The answer, according to Dara Horn, is not simply that American Jews don’t care. She writes:
The reason American Jews don’t learn Hebrew is because they think they can’t. And I understand why. For much of my life, Hebrew scared me. This became rather inconvenient while I was pursuing graduate studies in Hebrew literature. But I had reasons to be scared. . . .
You see, I already knew that I could never actually learn Hebrew—real Hebrew, fluent Hebrew, Hebrew where you could understand Israeli TV—simply because only three kinds of American Jews were allowed to learn Hebrew, and I wasn’t any of them.
First, I wasn’t Orthodox. No one was sending me to a gap-year yeshiva; no one I knew threw around Hebrew phrases; no one I knew went on aliyah. Second, I never lived in Israel and had no relatives there. . . . And third, I never went to a Jewish school. . . .

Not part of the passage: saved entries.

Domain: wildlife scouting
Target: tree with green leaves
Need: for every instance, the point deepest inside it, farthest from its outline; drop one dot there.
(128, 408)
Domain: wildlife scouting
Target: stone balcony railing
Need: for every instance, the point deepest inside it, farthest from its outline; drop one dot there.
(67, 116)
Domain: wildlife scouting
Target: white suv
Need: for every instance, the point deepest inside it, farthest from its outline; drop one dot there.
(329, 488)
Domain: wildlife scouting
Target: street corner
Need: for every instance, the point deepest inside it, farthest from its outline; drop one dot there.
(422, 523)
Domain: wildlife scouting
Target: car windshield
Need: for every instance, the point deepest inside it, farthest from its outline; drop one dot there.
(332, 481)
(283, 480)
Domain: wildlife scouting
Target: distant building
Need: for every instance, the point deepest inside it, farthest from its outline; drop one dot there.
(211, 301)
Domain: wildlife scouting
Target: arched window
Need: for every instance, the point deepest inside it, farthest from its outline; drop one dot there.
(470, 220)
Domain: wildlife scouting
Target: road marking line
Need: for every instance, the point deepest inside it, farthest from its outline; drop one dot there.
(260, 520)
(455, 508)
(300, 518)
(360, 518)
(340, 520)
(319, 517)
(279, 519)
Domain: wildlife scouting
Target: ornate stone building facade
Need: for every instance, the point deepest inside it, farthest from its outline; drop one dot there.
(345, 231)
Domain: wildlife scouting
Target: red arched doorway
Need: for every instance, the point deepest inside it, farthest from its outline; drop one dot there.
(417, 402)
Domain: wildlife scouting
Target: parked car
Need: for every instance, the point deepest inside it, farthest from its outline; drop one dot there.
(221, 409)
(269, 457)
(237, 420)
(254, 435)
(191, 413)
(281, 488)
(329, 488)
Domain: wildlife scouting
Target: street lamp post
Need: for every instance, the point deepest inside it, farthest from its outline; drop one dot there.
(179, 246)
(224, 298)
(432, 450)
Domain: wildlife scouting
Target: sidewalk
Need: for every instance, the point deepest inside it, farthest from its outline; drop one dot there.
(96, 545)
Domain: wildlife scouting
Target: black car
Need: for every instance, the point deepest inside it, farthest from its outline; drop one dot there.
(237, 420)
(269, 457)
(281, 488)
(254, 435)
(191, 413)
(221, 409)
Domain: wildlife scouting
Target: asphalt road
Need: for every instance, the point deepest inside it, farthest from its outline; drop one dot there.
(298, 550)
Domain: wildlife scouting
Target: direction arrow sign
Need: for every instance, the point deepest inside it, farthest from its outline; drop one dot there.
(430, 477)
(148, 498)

It is now very unclear to me why more American Jews do not learn Hebrew. The excuses about assimilation and so forth do not explain why already-committed Jews do not learn Hebrew better, or why we are letting supposed impossibilities stand in our way. And now is exactly the moment when a massive initiative encouraging Diaspora Jews to learn Hebrew might actually work. With Israel’s high-tech energy, and with the Israeli government’s eagerness to draw in Diaspora Jews, shouldn’t there be an app for that?